Yondu sat next to Kraglin in the mess one day, noting the disgruntled expression on Kraglin’s face.

“What crawled up your ass and died?” Yondu asked, shoveling a forkful of something orange and shapeless into his mouth.

“Quill just spent thirty minutes talking about a Terran named David Hasselhoff.”

“Oh yeah, he’s told me about him too,” Yondu responded. “But never for that long.”

Kraglin shook his head, stabbing at his own food. “Quill thinks he can just come up and talk to me like I suddenly care what he’s talking about.”

Yondu snickered. “It seems you’ve made yourself a friend, Krags.”

“I don’t _want_ a friend, boss, and certainly not an irritating Terran.” Kraglin chewed with a thunderous expression on his face. “I have no idea what to do.”

Yondu tapped his spoon against his lower lip. “Maybe you just gotta let it run itself out. The boy will realize you’re nothing more than a crabby, grubby low-life and will find some new interests.”

Kraglin brightened. “You really think so?”

“And it’s not like him having a role model is a bad thing, right?

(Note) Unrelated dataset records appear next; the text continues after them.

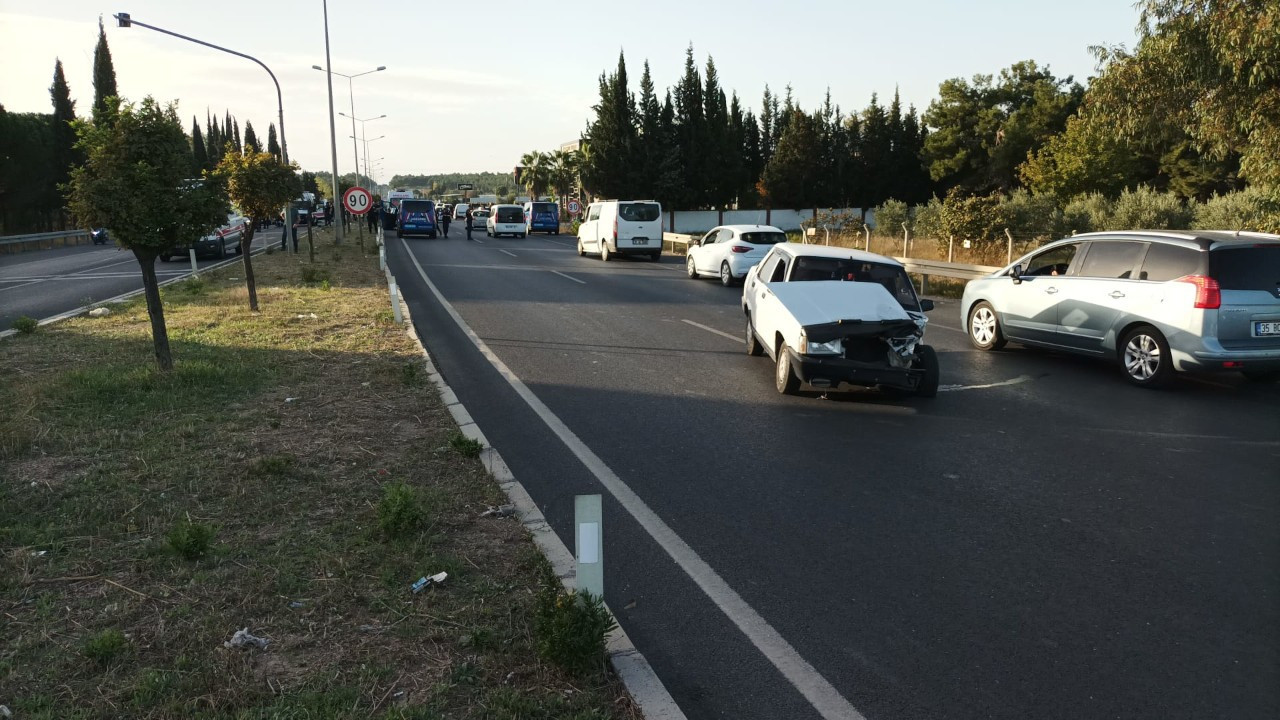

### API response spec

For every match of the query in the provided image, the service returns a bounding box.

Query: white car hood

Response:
[769,281,915,327]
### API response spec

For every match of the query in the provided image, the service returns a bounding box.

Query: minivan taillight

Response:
[1174,275,1222,310]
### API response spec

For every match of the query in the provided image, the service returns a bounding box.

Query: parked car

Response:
[742,242,938,397]
[525,202,559,234]
[485,205,525,237]
[685,225,787,287]
[160,213,248,261]
[960,231,1280,387]
[577,200,662,260]
[397,200,438,240]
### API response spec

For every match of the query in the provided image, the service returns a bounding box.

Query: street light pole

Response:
[111,13,289,165]
[324,0,342,245]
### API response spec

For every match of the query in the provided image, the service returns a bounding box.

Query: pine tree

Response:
[93,17,119,123]
[244,120,262,152]
[191,115,212,176]
[266,123,280,160]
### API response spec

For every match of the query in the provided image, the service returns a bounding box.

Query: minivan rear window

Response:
[1208,245,1280,289]
[1138,242,1201,283]
[618,202,662,223]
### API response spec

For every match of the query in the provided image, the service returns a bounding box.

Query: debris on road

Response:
[223,628,271,650]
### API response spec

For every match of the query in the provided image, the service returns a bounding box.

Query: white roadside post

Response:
[573,495,604,598]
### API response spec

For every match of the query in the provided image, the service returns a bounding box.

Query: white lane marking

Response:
[938,375,1032,392]
[680,320,742,342]
[552,270,586,284]
[401,240,865,720]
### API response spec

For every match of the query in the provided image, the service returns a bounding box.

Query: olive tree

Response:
[216,152,298,311]
[65,96,227,370]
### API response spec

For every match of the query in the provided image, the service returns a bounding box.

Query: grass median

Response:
[0,225,640,720]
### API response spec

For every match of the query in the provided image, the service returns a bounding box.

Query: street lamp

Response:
[311,65,387,192]
[111,13,289,165]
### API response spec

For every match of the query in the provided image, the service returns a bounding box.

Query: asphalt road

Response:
[388,229,1280,720]
[0,228,290,329]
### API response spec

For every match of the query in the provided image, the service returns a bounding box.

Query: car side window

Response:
[1023,243,1080,277]
[1079,241,1143,275]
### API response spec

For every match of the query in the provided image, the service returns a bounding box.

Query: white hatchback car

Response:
[685,225,787,287]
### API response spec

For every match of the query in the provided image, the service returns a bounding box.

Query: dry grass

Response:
[0,232,639,719]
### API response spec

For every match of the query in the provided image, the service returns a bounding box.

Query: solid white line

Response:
[401,240,865,720]
[938,375,1032,392]
[680,320,742,342]
[552,270,586,284]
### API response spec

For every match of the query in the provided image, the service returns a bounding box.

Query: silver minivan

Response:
[960,231,1280,387]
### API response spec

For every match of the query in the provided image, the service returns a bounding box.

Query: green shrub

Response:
[378,483,425,539]
[1193,186,1280,232]
[13,315,40,334]
[169,518,214,560]
[534,564,617,676]
[449,432,484,457]
[81,628,129,665]
[1116,184,1192,231]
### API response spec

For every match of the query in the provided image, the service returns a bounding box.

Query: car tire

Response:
[1240,370,1280,383]
[746,315,764,357]
[1119,325,1174,388]
[911,345,941,397]
[966,300,1009,350]
[773,342,800,395]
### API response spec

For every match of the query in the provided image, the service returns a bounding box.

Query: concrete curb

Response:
[387,262,685,720]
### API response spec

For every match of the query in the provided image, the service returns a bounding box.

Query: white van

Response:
[577,200,662,260]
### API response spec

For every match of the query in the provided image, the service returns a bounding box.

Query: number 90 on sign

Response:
[342,187,374,215]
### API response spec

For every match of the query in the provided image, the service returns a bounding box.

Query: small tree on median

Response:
[216,152,297,313]
[65,96,227,370]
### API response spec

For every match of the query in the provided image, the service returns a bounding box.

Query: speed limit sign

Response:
[342,187,374,215]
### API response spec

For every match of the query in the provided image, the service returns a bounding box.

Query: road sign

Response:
[342,187,374,215]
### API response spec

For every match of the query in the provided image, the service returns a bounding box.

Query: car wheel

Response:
[1120,325,1174,387]
[1240,370,1280,383]
[746,315,764,357]
[969,300,1007,350]
[911,345,941,397]
[773,342,800,395]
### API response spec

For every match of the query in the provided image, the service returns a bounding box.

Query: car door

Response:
[745,250,791,357]
[1057,240,1147,352]
[993,242,1080,345]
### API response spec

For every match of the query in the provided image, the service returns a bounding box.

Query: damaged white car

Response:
[742,242,938,397]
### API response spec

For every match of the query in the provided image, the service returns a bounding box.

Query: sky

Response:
[0,0,1138,182]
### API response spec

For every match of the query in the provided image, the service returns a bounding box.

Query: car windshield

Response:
[737,231,787,245]
[1208,245,1280,292]
[618,202,659,223]
[791,256,920,313]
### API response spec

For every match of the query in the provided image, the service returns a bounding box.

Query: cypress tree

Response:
[266,123,280,160]
[244,120,262,152]
[191,115,212,174]
[93,15,119,123]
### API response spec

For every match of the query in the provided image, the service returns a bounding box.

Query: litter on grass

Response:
[223,628,271,650]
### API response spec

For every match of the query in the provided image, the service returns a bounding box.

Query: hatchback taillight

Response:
[1174,275,1222,310]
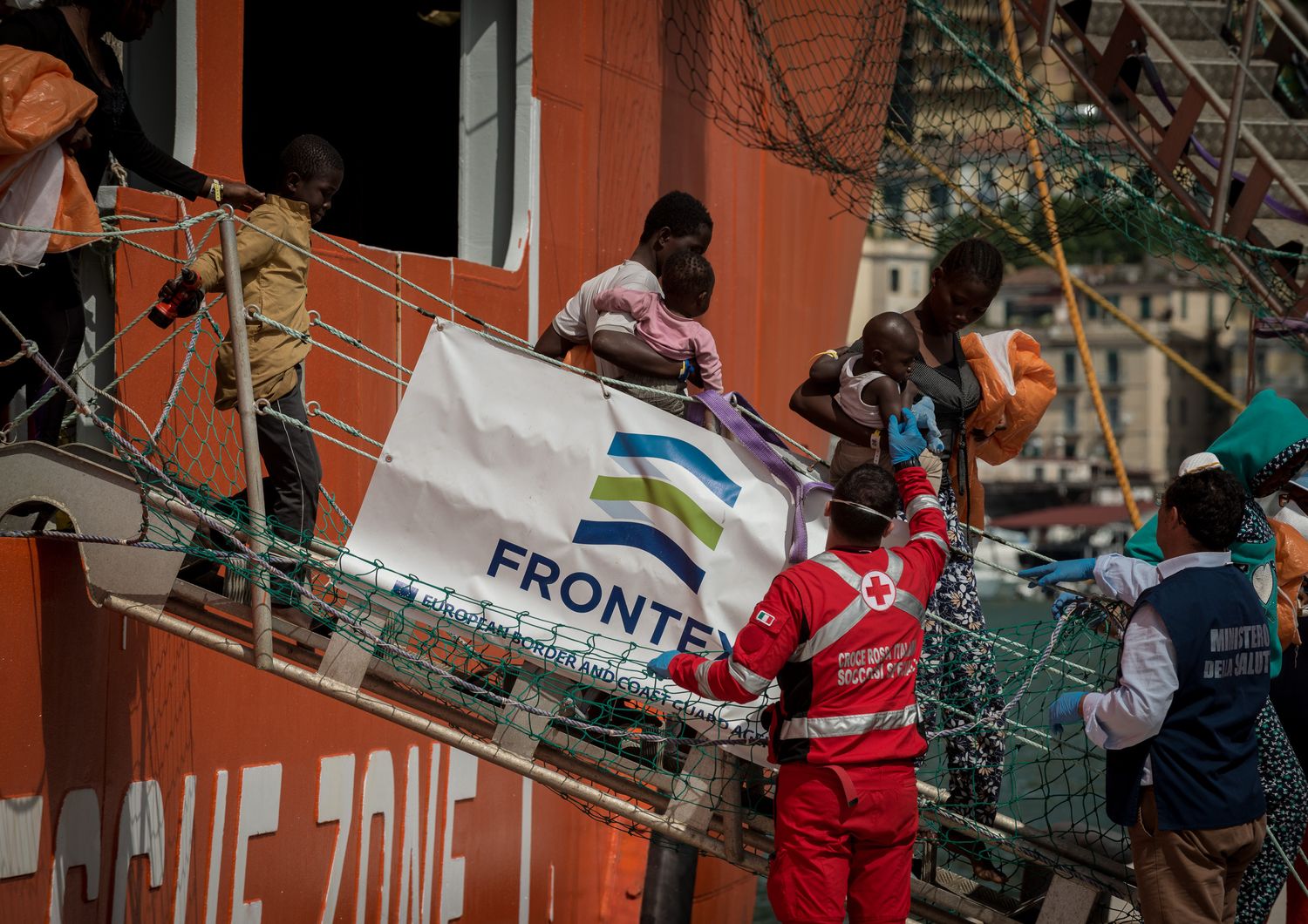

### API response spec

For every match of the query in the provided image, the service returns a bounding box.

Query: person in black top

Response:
[0,0,263,443]
[790,238,1006,884]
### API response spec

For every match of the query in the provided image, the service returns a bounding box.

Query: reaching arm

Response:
[535,324,578,359]
[1095,553,1159,607]
[790,379,873,445]
[669,573,802,703]
[1080,605,1179,751]
[590,330,682,379]
[191,209,287,291]
[863,377,904,433]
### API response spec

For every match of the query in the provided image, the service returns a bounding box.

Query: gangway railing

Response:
[1014,0,1308,316]
[0,198,1214,923]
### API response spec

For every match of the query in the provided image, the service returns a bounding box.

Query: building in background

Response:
[986,262,1244,510]
[845,228,936,343]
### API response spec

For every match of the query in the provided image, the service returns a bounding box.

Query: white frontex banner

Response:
[342,324,826,758]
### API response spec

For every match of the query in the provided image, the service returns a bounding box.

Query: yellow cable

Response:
[887,132,1244,411]
[999,0,1142,529]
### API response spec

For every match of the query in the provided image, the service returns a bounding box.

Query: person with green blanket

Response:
[1022,390,1308,924]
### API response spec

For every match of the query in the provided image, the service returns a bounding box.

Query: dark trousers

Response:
[255,367,324,545]
[0,254,86,445]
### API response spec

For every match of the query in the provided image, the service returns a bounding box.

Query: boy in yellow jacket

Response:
[160,134,345,604]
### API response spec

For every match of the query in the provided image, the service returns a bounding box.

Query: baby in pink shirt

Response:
[596,249,722,391]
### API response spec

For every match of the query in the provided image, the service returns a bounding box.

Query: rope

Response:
[246,309,408,385]
[886,132,1244,411]
[999,0,1143,529]
[255,397,382,461]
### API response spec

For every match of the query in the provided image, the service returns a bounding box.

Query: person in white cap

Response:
[1025,390,1308,924]
[1049,465,1271,924]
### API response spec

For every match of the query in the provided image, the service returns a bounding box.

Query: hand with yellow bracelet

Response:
[204,176,264,212]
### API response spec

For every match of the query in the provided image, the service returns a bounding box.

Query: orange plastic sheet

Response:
[0,44,101,267]
[951,330,1059,529]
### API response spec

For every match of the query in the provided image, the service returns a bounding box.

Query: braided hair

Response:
[941,238,1004,291]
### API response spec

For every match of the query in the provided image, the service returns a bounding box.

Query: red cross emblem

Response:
[860,571,895,613]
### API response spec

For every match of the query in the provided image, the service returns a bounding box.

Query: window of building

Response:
[243,0,535,267]
[931,183,951,218]
[882,180,904,218]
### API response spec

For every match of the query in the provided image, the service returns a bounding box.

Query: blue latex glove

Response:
[913,395,944,452]
[886,408,926,465]
[1049,591,1080,622]
[1049,693,1086,735]
[645,651,682,680]
[1018,558,1095,587]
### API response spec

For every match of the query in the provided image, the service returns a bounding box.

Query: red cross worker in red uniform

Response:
[649,411,949,924]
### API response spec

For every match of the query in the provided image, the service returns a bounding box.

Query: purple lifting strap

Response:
[687,391,831,565]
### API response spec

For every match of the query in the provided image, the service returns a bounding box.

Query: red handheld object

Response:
[151,269,201,327]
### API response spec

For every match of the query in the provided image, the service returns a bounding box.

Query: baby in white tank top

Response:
[816,312,944,477]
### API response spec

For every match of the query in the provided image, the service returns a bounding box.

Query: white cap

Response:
[1176,452,1222,476]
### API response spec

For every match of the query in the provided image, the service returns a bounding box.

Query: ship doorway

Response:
[242,0,460,256]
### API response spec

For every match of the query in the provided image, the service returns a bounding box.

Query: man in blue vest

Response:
[1049,465,1271,924]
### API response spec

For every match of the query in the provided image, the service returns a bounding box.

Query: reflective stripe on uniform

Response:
[781,703,917,738]
[908,532,950,553]
[727,654,772,693]
[813,552,863,591]
[904,494,944,520]
[695,659,717,699]
[787,594,869,662]
[787,549,926,662]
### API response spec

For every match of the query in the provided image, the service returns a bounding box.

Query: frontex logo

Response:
[573,432,740,594]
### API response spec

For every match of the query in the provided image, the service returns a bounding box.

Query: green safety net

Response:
[667,0,1308,350]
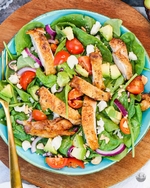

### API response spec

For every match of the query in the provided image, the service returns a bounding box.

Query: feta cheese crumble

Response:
[90,21,101,35]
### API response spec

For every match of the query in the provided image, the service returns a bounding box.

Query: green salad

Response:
[0,14,146,169]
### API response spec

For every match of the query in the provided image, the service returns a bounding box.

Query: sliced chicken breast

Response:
[38,87,81,125]
[89,52,105,89]
[23,118,75,138]
[81,96,99,150]
[27,28,56,75]
[109,38,128,58]
[109,38,133,80]
[70,76,110,101]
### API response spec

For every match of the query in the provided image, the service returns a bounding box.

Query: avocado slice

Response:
[100,25,113,41]
[0,84,13,99]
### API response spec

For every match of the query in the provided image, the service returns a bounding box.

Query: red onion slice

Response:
[114,99,128,116]
[67,146,74,157]
[24,48,42,66]
[45,25,56,40]
[8,60,17,70]
[96,143,126,156]
[31,136,42,153]
[17,67,36,76]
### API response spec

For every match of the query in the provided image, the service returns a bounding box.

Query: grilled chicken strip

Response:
[82,96,99,150]
[23,118,75,138]
[38,87,81,125]
[109,38,133,80]
[70,76,110,101]
[27,28,56,75]
[89,52,105,89]
[141,93,150,111]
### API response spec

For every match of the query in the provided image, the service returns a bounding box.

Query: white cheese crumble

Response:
[67,55,78,69]
[34,63,40,69]
[8,73,19,84]
[97,100,107,112]
[113,129,123,139]
[86,44,94,56]
[53,112,60,119]
[129,52,137,61]
[22,140,31,151]
[100,134,110,144]
[96,118,104,134]
[52,135,62,150]
[91,155,102,165]
[90,21,101,35]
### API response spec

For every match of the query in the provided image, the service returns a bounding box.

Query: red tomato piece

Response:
[66,38,84,54]
[126,76,144,95]
[32,109,47,121]
[120,117,130,134]
[45,157,68,169]
[78,56,92,75]
[67,157,85,168]
[20,71,36,90]
[54,50,70,66]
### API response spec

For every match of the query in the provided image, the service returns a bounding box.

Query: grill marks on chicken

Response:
[27,28,56,75]
[70,76,110,101]
[89,52,105,89]
[23,118,75,138]
[82,96,99,150]
[38,87,81,125]
[109,38,133,80]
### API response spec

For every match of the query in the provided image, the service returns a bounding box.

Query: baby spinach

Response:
[51,14,96,32]
[120,32,145,74]
[36,68,56,88]
[15,21,44,55]
[73,27,112,62]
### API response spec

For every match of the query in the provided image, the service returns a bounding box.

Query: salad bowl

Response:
[0,9,150,175]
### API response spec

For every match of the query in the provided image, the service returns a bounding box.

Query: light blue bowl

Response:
[0,9,150,175]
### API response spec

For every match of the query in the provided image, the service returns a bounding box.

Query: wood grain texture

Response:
[0,0,150,188]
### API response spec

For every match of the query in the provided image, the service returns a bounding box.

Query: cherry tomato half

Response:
[45,157,68,169]
[78,56,92,75]
[66,38,84,54]
[126,76,144,95]
[54,50,70,66]
[67,157,85,168]
[32,109,47,121]
[20,71,36,90]
[120,117,130,134]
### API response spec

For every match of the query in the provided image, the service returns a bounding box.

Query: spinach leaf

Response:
[51,14,96,32]
[121,32,145,74]
[15,21,44,55]
[72,27,112,62]
[36,68,56,88]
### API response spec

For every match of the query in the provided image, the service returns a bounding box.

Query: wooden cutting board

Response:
[0,0,150,188]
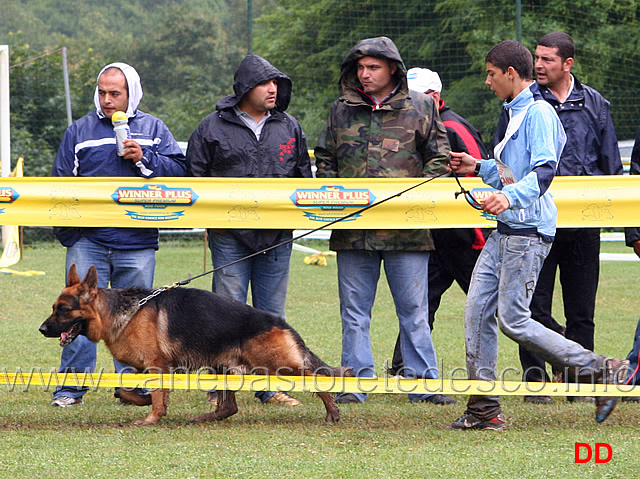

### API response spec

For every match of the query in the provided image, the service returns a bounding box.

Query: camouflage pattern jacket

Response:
[315,37,449,251]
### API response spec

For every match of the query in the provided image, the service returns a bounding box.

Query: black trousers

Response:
[520,228,600,382]
[391,228,480,373]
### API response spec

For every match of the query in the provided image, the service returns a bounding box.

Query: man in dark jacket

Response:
[520,32,622,403]
[187,55,311,406]
[389,68,489,374]
[315,37,455,404]
[51,63,187,407]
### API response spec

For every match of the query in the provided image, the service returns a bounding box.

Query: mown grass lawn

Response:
[0,238,640,478]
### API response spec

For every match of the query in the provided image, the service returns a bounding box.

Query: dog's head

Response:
[40,264,98,346]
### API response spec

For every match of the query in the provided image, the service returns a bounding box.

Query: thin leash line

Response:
[138,171,450,306]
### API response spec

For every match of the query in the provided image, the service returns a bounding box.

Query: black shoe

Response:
[336,393,361,404]
[447,413,507,431]
[415,394,458,406]
[524,396,553,404]
[567,396,596,402]
[596,358,629,422]
[622,396,640,402]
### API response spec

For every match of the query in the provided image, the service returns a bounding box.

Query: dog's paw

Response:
[131,415,160,426]
[325,413,340,424]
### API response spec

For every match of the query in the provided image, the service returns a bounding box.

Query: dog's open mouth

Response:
[60,323,82,347]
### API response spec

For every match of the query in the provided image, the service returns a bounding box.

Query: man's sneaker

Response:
[51,396,82,407]
[596,358,629,422]
[447,413,507,431]
[416,394,458,406]
[265,391,302,406]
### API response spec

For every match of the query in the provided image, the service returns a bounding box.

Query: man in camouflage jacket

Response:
[315,37,455,404]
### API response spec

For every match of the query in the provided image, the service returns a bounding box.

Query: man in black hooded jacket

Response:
[187,55,311,406]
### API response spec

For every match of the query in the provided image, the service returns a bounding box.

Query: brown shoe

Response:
[596,358,629,422]
[524,396,553,404]
[264,392,302,406]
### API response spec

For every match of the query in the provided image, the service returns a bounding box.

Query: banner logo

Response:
[0,188,20,203]
[111,185,198,208]
[290,186,376,223]
[111,184,198,221]
[291,186,376,210]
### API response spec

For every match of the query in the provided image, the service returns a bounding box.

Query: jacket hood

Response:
[93,63,142,118]
[340,37,408,94]
[216,55,292,111]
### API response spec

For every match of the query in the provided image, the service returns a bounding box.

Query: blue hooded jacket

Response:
[51,63,187,250]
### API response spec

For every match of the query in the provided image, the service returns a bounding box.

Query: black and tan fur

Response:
[40,265,350,425]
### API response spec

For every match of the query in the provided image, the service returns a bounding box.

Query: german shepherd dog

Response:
[40,265,352,425]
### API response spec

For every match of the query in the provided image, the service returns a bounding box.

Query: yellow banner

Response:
[0,370,640,397]
[0,175,640,229]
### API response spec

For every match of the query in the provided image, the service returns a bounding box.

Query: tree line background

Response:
[0,0,640,176]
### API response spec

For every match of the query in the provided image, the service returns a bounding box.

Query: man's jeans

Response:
[337,250,438,402]
[209,231,292,403]
[53,237,156,398]
[465,231,600,419]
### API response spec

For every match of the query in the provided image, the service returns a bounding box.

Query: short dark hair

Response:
[485,40,533,80]
[538,32,576,61]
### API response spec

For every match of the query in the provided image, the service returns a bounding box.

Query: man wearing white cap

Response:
[390,68,489,374]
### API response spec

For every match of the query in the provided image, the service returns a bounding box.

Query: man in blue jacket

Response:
[187,55,311,406]
[449,40,627,431]
[51,63,187,407]
[520,32,622,404]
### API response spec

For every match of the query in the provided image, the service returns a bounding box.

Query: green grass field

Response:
[0,241,640,478]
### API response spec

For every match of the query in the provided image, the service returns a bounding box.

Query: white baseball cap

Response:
[407,68,442,93]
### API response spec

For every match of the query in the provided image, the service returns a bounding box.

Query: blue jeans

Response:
[209,231,292,403]
[53,237,156,398]
[337,250,438,402]
[464,231,602,419]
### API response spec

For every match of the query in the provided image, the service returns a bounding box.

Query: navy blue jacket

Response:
[187,55,311,251]
[51,111,187,250]
[493,75,622,176]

You’re one of my more loyal crew members, and we’re trying to mold him into a good Ravager.”

Kraglin thought it over. “Who thought our Ravager crew would have to raise a kid, huh?”

Yondu shrugged. “It’s a lot different than I thought it’d be when I gave myself a chance to think about children at all.”

They sat in thoughtful silence for a few minutes, only for the silence to be disrupted by a clatter as Peter threw himself into the bench across from them.

“Kraglin, Yondu! Have you guys ever seen Footloose? It’s a great movie about the power of dance and I think the Ravagers should all watch it. We could have a movie night! Movie nights are great for bonding and teamwork, right?”

Kraglin’s shoulders slumped and he shot a glance at Yondu. “I liked him better when he was scared of me.”

Yondu narrowed his eyes and made strong eye contact with Peter. “How’s about this, boy? Every few thievin’ skills you learn, Kraglin will listen to you talk about one piece of Terran culture.”

“Cap’n!” Kraglin yelped, right as Peter started bouncing in his seat.

“Can it,” Yondu ordered. “And sit still, kid.” Yondu shook his head. “We want Quill to learn how to be a proper Ravager, and if it means you have to sit through an explanation of some irritating song, it’s a sacrifice you’re willing to make. Right, Kraglin?”

Kraglin sighed. “Yes, boss.”

“And Quill, you’re going to listen well to the lessons I teach you, right?”

Peter smiled. “Yes, Yondu.”

Yondu grinned. “Perfect.”

If more crew members than Yondu ended up learning all the words to Peter’s music and quoting David Hasselhoff, well that was beside the point.